Дима понял: это о поезде. Скоро, значит, придет. Неслышно ступая по мерзлой земле, он перебежал к другому концу здания, ближе к навесу, и тут чуть-чуть не напоролся на тетю Дусю – мать Сени Чугунка. Она доставала из мешка и раскладывала на прилавочке большие круги мороженного молока. Белые, словно сахарные, в желтых наплывах сливок, они казались необыкновенно вкусными. Тетя Дуся все доставала своими большими руками круг за кругом, и мешок не худел – сколько их там! «Чужим горем кормится», – вспомнил вдруг Дима злые слова матери.
Поезд бесшумно выскользнул из черного горла туннеля и замедлил ход. Коротко свистнул паровоз. Да, это был «пятьсот веселый» – товаро-пассажирский поезд; теплушки, и какие-то допотопные классные вагоны, и платформы шли в составе вперемежку, как точки и тире в азбуке Морзе. Вагоны были наглухо закрыты.

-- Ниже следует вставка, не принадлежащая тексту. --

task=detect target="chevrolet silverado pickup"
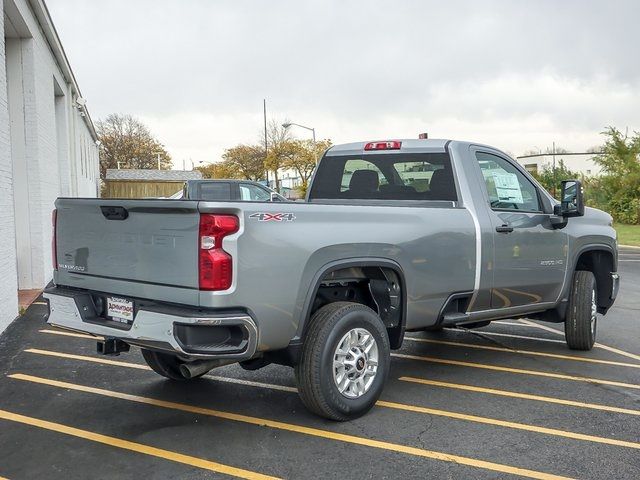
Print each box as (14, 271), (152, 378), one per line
(45, 139), (619, 421)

Состав далеко прошел вперед, и последний вагон остановился у станционного домика. На тормозной площадке хвостового вагона в свете фонаря обрисовалась медвежеобразная фигура кондуктора, закутанного в тулуп. Сюда не подсядешь! Надо пробежать вперед. Вот пустая тормозная площадка! Но тяжелые, перечеркнутые крест-накрест тяжелыми плахами двери этого вагона вдруг сдвинулись вправо. Дима припустил назад, к навесу. Из вагона на землю соскочили бритоголовые красноармейцы в гимнастерках. Один заметил женщину у навеса.
– Тетка, – подбежал он к прилавку, держа руки в карманах, – на что меняешь – на хлеб или на махорку?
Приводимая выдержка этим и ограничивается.